In other words, the blogs and websites that are mobile-friendly and optimized for consumption on smartphones are going to rank a whole lot better than the ones that aren’t.
Switching to, or double-checking that you’re already using, a mobile-friendly template is the first step. Beyond that, do the legwork to see how someone experiences your blog on a mobile device by visiting on your own smartphone.
Is it easy to read and click around? Do the images take forever to load (See tip #4)? Does the page load fast generally? The longer it takes, the faster your readers will leave:
If you’re not answering yes to all of these, you have work to do. Fortunately, Google offers a free mobile-friendly testing tool to help you out.
Transform blogs into video
If you’ve spent any time online in the past few years, you’ve undoubtedly noticed that video is turning up everywhere you look, from Facebook Live to the Google search results. If you want your blog to continue to succeed from a SEO standpoint, you need to start incorporating video.
For instance, it’s worth noting that there are only two (2!) links to regular websites on the first page of search results for the query below. The others are all listings for YouTube videos.
Google understands that many people prefer to watch than read, so you can expect video search results are here to stay. But that doesn’t mean you have to stop writing. Not at all! Rather, it means that you should get creative with how to turn your written content into video. Readers spend twice as much time reading blog posts that include videos, helping boost that dwell time we talked about earlier.
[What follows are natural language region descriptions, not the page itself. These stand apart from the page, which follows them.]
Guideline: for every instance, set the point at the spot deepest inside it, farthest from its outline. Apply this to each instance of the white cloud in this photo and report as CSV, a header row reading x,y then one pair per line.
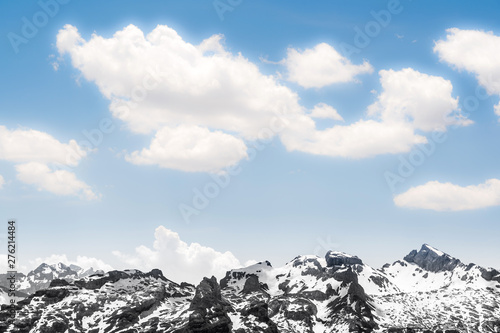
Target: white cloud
x,y
191,148
450,197
423,100
322,66
325,111
28,145
81,261
178,260
60,182
212,102
170,81
474,51
35,151
410,101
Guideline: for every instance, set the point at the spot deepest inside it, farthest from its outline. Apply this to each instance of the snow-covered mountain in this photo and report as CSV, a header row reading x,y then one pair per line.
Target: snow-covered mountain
x,y
41,277
427,291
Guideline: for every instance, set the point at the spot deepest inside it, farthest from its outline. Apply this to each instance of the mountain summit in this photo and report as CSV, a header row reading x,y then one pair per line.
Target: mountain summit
x,y
432,259
428,291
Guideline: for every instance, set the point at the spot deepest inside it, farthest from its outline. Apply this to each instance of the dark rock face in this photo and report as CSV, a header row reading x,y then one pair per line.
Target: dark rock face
x,y
340,259
252,284
490,274
209,310
432,261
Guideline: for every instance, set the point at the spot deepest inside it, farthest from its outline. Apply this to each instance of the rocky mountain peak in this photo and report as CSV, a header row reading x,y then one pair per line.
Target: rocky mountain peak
x,y
335,258
432,260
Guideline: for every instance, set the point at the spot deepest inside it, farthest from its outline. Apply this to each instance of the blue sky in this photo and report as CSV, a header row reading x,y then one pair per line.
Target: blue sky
x,y
318,184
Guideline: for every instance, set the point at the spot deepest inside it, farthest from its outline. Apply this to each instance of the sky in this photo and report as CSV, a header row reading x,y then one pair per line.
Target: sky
x,y
200,136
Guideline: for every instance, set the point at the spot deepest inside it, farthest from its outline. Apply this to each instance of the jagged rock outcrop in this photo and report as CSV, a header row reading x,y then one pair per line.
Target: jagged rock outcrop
x,y
427,292
334,258
432,260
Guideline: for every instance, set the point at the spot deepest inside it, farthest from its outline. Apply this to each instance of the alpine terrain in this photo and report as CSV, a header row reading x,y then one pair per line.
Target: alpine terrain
x,y
427,291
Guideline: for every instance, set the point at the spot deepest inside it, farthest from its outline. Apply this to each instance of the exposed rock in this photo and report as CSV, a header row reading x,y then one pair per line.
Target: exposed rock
x,y
432,260
334,258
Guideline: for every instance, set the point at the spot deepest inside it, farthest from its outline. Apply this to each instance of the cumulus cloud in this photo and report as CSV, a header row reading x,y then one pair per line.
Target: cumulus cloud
x,y
450,197
81,261
410,101
474,51
202,104
178,260
34,151
322,66
325,111
191,148
60,182
28,145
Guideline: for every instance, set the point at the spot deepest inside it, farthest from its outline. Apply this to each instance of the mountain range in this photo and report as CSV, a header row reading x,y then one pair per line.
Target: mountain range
x,y
427,291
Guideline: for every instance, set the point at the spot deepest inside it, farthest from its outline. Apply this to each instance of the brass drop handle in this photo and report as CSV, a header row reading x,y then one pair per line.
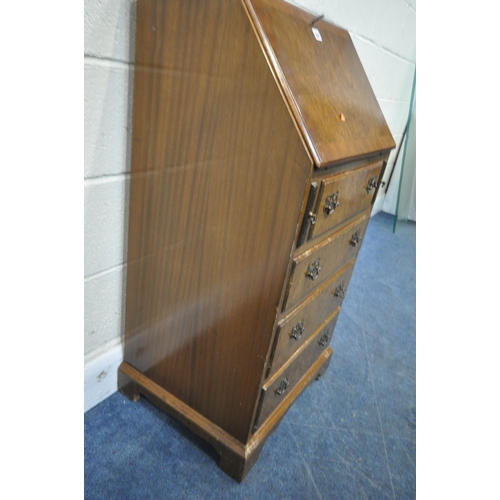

In addition to embedding them on your blog posts, publish your videos to YouTube for additional visibility. Drive traffic back from YouTube to your blog by including blog links in your video annotations as well as above-the-fold in your description.
Then beef out your description with the key points you cover in the video, and use keywords in your video title. Upload a written transcript too, so it’s easy-peasy for Google to understand precisely what you’re talking about in your video.
Improve your site speed
As we mentioned earlier, site speed is an increasingly important ranking factor for Google. You want your speed under 3 seconds, ideally under 2. Longer than that, and readers will bounce back to the Google results to find a faster (read: better) blog. Let that happen often enough, and you‘ll see your blog quickly drop off page 1.
All of these tools will reveal specific to-do items for your particular blog, but the following is a list of general best practices for site speed:
Regularly update your CMS.
Use a Content Delivery Network (CDN) - if this sounds technical, just ask your web host about it.
Delete or replace your slow-loading WordPress plugins with better, faster ones.
Optimize your images.
Upgrade your hosting plan to support higher traffic volumes.
Remove pop-up ads or auto-play videos that impair the user experience.
Use your SEO knowhow to develop your media kit
A lot of these tips take work. But they’ll be worth it when you start attracting more readers from Google.
Better yet, they’ll reveal insights you can use to fill out your media kit and impress brands. Let brands know what keywords you’re ranking for. Tell them how a sponsored post on your site comes with 3+ minutes of engaged readership and watch them salivate. Share your monthly traffic numbers, so they understand just how influential you are.
Brands reach out to bloggers because they care first and foremost about SEO. If they didn’t care about SEO, they’d be reaching out to an Instagrammer instead. While you can offer your social media followings as add-ons, you’ll really wow them with your SEO prowess.